As monster storms inundate coastal cities and rising temperatures parch farmlands and fan wildfires, farmers of the future will wish there was some formula to till dry sand.
A vision of plowed sand dunes sprouting edible greenery might seem like a snapshot from the voyages of the Starship Enterprise. But this week, Bellona’s Sahara Forest Project and the Norwegian government, helped bring a version of this sci-fi vision to the deserts of Jordan.
On Wednesday, Norway’s Crown Prince Haakon and Environment and Climate Minster Vidar Helgesen joined Jordan’s King Abdullah II and Bellona President Frederic Hauge to munch on cucumbers grown in the arid sands around Aqaba – a 30-degrees Jordanian port town that gets virtually no rain most of the year.
And by all accounts they tasted great.
For both Hauge and his brother Joakim, the Sahara Forest Project’s CEO, it was a proud moment.
“This works,” said Joakim Hauge. “It’s fantastic to see.”
“This is an important contribution to solving the climate crisis,” said Helgesen.
Granted, it’s not as simple as digging a hole in the sand and dropping in a seed. The Sahara Forest Project, with help from the EU, the United States and Norway has spent the last eight years bringing a lot of technology to bear.
It’s the kind of technology that makes the most of the harsh local environment. Begun as a pilot project near Doha, Qatar in 2009, the Sahara Forest Project opened in its new home in Jordan on Wednesday.
Cucumbers grow in greenhouses cooled by water pumped out of the sea. Solar panels harness the baking sun for the power to desalinate the seawater. Carbon dioxide is put to use re-vegetating desert sands, which helps make growing and harvesting carbon negative. The process yields 10,000 liters of fresh water a day, and produces 130,000 kilograms of vegetables a year.
“It is a circular economy, where the waste from production is also used,” explained Joakim Hauge.
Everything is gets used. Surplus water goes toward cultivating more desert area. Even the salt pulled out of the seawater has value.
And the Sahara Forest Project arrives not a moment too soon.

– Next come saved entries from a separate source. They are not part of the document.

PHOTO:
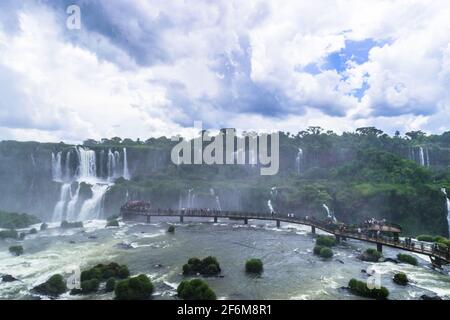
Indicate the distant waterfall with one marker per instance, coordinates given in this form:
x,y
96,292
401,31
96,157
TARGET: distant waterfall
x,y
71,206
92,208
273,192
87,167
57,166
298,161
213,193
448,208
58,212
126,172
421,156
330,214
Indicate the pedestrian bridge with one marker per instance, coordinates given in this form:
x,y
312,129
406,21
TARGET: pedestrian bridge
x,y
342,232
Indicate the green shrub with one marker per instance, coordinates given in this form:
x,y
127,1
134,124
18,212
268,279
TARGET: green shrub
x,y
326,241
52,287
12,220
68,225
195,289
112,223
103,272
401,279
317,249
425,238
136,288
110,285
89,286
16,250
326,253
12,234
406,258
209,266
360,288
370,255
254,266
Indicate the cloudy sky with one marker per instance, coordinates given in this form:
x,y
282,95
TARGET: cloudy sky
x,y
146,68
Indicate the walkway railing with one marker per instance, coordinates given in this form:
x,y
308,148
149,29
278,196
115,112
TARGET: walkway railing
x,y
339,231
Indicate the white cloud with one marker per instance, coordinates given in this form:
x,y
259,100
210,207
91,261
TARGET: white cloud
x,y
54,86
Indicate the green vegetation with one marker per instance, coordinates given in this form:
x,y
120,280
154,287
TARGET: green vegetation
x,y
68,225
103,272
326,253
52,287
360,288
16,250
110,285
209,266
195,289
135,288
426,238
326,241
406,258
89,286
371,255
400,279
112,223
9,234
254,266
12,220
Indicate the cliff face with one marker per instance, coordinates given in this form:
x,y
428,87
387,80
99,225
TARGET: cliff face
x,y
99,178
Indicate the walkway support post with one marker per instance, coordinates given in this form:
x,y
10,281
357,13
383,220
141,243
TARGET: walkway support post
x,y
379,247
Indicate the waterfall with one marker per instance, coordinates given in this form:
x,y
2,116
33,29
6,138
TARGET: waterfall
x,y
330,214
92,208
71,215
87,167
67,173
58,212
298,161
421,157
448,208
213,193
126,172
57,167
273,192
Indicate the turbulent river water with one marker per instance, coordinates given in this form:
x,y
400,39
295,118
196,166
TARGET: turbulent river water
x,y
291,271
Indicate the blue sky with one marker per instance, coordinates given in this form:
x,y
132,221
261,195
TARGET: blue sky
x,y
150,68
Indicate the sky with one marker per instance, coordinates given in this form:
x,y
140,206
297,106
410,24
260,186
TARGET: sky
x,y
147,68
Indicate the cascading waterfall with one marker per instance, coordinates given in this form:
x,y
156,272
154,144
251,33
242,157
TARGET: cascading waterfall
x,y
87,165
330,214
298,161
58,212
71,206
448,208
273,192
57,166
126,171
218,205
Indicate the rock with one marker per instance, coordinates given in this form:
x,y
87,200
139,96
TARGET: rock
x,y
390,260
427,297
8,278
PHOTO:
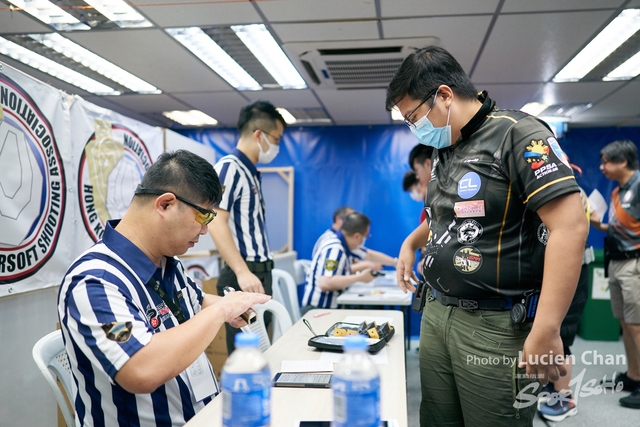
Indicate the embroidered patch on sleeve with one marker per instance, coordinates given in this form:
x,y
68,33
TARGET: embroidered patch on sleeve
x,y
118,331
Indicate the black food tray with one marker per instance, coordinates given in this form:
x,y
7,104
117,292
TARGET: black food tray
x,y
329,342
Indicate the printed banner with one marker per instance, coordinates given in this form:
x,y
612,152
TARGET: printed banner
x,y
36,224
113,152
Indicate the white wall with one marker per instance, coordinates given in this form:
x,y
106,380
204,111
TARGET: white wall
x,y
25,398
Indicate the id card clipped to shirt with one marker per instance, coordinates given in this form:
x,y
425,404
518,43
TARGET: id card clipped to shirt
x,y
203,382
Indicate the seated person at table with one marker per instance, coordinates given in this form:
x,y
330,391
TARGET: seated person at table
x,y
362,257
330,269
134,325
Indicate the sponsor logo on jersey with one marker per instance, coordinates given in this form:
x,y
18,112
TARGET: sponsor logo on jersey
x,y
330,264
470,209
553,143
543,234
118,331
469,185
32,185
537,154
469,232
467,260
112,165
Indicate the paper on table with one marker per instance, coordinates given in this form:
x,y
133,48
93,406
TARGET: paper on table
x,y
360,319
306,366
597,203
380,358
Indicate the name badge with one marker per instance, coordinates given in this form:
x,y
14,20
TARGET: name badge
x,y
470,209
200,374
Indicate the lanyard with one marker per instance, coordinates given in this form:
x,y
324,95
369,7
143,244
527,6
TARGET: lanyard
x,y
174,305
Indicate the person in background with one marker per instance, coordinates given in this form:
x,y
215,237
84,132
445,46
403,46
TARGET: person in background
x,y
240,235
420,163
417,191
362,258
619,162
497,176
330,269
558,402
132,321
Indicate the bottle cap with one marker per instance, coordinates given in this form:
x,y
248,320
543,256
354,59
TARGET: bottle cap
x,y
247,340
355,342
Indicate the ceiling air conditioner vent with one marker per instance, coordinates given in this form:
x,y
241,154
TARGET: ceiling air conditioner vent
x,y
353,68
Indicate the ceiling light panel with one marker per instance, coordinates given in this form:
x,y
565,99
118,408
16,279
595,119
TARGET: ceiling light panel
x,y
39,62
190,118
50,14
119,12
209,52
625,25
260,42
96,63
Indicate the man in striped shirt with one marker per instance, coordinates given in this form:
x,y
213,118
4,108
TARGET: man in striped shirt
x,y
240,234
135,326
330,269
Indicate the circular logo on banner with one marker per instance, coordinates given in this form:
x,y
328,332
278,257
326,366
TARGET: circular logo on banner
x,y
469,232
469,185
32,185
543,234
467,260
111,168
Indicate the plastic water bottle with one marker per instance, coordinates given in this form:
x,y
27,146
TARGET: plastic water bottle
x,y
246,385
356,387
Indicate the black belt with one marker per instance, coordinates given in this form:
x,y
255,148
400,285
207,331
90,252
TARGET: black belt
x,y
616,256
496,304
260,267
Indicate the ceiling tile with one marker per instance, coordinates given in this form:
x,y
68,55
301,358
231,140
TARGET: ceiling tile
x,y
314,10
154,56
148,103
534,47
464,49
510,96
222,106
348,107
302,98
175,14
416,8
20,22
327,31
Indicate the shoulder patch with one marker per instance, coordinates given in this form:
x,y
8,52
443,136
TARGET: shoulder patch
x,y
118,331
330,264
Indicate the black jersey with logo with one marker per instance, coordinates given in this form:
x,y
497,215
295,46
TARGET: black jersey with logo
x,y
486,238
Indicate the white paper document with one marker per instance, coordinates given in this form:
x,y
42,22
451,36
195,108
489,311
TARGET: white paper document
x,y
306,366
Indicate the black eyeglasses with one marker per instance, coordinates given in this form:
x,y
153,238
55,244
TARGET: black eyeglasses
x,y
203,216
407,118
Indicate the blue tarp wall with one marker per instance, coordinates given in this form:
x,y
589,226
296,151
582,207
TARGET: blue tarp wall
x,y
363,167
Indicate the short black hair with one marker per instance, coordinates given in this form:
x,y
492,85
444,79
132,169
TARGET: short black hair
x,y
424,71
419,154
185,174
341,212
619,151
355,222
259,115
410,179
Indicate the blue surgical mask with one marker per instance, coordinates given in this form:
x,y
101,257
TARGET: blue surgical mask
x,y
432,136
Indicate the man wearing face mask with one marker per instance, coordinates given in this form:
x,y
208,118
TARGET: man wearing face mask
x,y
489,262
240,235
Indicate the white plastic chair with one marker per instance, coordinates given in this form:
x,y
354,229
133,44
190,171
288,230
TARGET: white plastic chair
x,y
51,357
301,266
281,318
287,293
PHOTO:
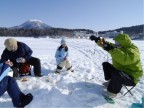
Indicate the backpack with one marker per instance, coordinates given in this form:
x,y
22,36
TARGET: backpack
x,y
25,69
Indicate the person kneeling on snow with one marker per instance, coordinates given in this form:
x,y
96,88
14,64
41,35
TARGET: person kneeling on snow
x,y
126,67
19,53
9,84
61,56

According to recent United Nations estimations, deserts are expanding 30 times faster than at any time in history. In Africa, where the worst effects of climate changes are already visible, millions are on the move in search of arable land. With the world’s population expected to top 9 billion in 2050, land for food growth is growing scarce.
The desert greening is poised to catch on. In addition to Jordan, the Sahara Forest Project is considering expansions to Australia and Tunisia.

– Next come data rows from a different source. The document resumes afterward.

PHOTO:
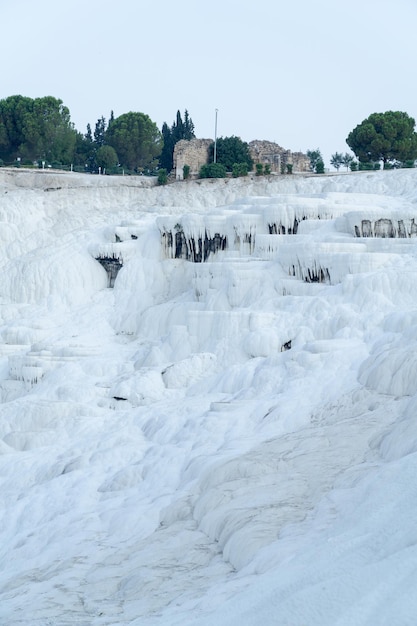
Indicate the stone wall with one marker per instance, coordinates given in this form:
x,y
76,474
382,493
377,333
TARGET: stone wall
x,y
195,154
268,152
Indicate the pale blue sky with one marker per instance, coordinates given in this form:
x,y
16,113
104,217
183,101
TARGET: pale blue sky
x,y
302,73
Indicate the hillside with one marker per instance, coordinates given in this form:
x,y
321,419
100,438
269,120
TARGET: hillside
x,y
225,436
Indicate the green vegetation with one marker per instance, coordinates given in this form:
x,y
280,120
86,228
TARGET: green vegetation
x,y
136,139
38,132
336,160
106,158
239,169
387,137
316,160
36,129
162,176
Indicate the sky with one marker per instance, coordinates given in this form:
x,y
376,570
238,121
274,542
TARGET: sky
x,y
302,74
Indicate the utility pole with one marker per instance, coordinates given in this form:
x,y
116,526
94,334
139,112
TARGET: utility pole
x,y
215,136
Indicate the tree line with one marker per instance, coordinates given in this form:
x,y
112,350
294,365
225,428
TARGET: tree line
x,y
40,131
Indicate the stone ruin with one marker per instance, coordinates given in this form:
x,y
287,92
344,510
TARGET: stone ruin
x,y
194,153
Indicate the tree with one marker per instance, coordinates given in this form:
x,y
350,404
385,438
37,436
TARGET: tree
x,y
239,169
136,139
231,150
386,137
106,157
100,132
315,157
166,158
347,160
36,129
336,160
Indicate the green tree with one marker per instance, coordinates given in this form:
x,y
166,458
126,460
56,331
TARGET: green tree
x,y
166,157
100,132
386,137
106,158
239,169
347,160
136,139
230,150
35,129
336,160
315,157
162,176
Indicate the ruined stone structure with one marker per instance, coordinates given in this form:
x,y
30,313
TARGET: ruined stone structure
x,y
194,153
268,152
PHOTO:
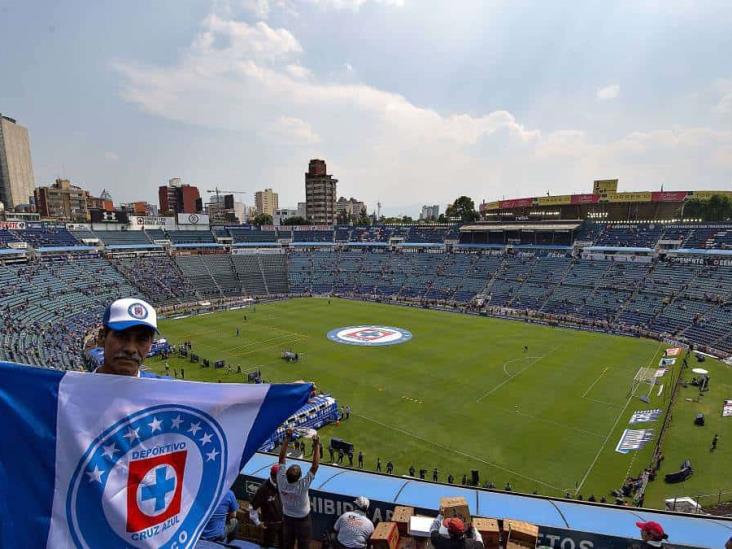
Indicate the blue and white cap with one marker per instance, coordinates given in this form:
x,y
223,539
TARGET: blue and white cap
x,y
128,312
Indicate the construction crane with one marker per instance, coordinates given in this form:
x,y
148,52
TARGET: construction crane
x,y
217,191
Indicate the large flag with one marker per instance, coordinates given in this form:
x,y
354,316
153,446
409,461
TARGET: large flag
x,y
93,460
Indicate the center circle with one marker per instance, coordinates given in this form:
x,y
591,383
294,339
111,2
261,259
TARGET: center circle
x,y
369,335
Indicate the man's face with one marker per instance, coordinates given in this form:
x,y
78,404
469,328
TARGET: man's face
x,y
293,473
125,350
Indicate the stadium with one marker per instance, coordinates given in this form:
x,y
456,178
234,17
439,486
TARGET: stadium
x,y
528,363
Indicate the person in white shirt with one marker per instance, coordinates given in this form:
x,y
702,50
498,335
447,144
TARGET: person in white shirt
x,y
353,527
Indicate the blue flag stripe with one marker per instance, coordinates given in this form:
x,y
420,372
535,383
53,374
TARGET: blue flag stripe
x,y
279,397
28,402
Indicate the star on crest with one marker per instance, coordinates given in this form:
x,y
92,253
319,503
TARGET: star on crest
x,y
109,451
132,434
95,475
155,424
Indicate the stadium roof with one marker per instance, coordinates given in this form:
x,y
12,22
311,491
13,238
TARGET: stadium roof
x,y
522,227
695,531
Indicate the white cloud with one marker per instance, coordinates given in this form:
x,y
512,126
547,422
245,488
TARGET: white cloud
x,y
251,78
292,131
608,92
354,5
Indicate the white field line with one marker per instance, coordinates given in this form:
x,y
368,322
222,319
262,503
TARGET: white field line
x,y
521,371
595,382
452,450
517,360
612,429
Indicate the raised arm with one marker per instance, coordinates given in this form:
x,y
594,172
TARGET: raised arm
x,y
316,454
283,450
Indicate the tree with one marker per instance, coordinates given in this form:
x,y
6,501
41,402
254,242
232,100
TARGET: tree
x,y
463,208
262,219
295,220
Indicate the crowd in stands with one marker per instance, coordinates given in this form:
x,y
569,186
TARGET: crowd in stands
x,y
47,307
639,235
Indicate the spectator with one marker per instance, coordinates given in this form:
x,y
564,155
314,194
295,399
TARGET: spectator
x,y
295,498
458,535
129,327
353,527
223,524
652,534
267,501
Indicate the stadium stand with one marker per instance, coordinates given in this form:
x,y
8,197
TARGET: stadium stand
x,y
124,238
158,277
686,297
42,237
48,306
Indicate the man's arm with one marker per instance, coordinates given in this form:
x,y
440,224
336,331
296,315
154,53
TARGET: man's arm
x,y
316,454
283,450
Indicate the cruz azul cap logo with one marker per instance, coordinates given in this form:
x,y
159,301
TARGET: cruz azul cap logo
x,y
151,479
369,335
138,311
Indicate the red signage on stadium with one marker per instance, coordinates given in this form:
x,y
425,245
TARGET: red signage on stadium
x,y
585,198
12,225
516,203
674,196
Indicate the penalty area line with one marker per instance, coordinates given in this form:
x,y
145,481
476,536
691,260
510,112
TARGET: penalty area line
x,y
595,382
612,429
453,451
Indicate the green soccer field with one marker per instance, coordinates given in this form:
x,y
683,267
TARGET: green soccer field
x,y
463,394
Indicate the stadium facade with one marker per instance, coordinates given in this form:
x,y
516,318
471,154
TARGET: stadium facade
x,y
604,203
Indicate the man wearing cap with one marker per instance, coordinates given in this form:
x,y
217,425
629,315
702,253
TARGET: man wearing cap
x,y
295,497
267,500
353,527
452,533
652,534
129,326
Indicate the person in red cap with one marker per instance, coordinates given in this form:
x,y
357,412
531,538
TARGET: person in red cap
x,y
652,534
267,501
452,533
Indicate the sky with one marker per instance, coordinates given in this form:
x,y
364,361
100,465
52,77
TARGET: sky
x,y
410,102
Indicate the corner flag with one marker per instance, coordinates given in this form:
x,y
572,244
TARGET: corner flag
x,y
93,460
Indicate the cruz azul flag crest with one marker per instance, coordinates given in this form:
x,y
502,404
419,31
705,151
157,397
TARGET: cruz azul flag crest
x,y
94,460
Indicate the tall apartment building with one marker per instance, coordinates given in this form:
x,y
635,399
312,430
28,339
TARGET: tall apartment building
x,y
430,213
266,201
16,168
175,197
320,194
62,200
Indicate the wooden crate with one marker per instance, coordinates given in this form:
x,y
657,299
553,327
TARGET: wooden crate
x,y
385,536
489,531
401,516
455,507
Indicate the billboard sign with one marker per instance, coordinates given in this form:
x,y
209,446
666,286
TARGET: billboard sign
x,y
193,219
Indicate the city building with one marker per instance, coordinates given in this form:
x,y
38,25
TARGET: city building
x,y
604,203
282,215
302,210
350,209
266,202
430,213
16,168
175,198
320,194
63,201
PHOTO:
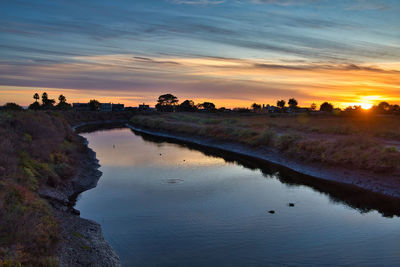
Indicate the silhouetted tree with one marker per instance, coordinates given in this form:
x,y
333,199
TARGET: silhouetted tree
x,y
62,104
313,107
207,106
187,105
12,107
94,105
166,102
62,99
292,104
384,107
34,106
256,106
45,98
36,97
46,102
326,107
281,103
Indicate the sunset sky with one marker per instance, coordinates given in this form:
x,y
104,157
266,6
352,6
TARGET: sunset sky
x,y
232,52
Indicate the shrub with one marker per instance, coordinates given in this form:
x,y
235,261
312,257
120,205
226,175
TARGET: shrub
x,y
287,141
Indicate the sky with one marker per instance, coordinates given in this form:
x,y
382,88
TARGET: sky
x,y
230,52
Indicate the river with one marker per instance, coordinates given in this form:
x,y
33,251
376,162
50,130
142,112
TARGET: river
x,y
166,204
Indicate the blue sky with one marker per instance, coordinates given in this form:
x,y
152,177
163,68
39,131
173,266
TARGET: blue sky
x,y
135,50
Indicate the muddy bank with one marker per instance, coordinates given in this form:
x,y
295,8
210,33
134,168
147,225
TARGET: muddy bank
x,y
82,241
378,183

“This is just the start of something really big,” Frederic Hauge said. “In a few years this will mean a lot to many people.”
And it’s not just the food. The technological advances and the exchange of know-how create local jobs. It also focuses the attention of international entrepreneurs, researchers and scientists, and will turn Aquaba into a mecca of green innovation and education. This, in turn, will lead to sustainable solutions for Jordan’s food, water and energy challenges.
Helgesen highlighted the Sahara Forest Project’s importance for Norway as well. The country has put 17 million of the 32 million kroner ($4.1 million) the project has so far cost.
“In order to solve the climate crisis, we must use areas for food production in completely new ways,” he said at the opening. “If we make unproductive soil productive, this helps the climate, reduces deforestation, ensures access to food production, and we ensure food production.”
Helgesen decided to travel to the Sahara Forest Project’s Jordanian debut to raise the project’s profile and draw in more investors – and he noted that the cucumbers matched the best available in Europe.
The project also has Royal support as well. Both King Abdullah II and Prince Haakon have been boosters.
But the project, said Joakim Hauge, is designed to take root and grow on very little.
“In terms of infrastructure, we obviously need roads and such,” he said. “But it’s not so advanced – just look around at where we are now.”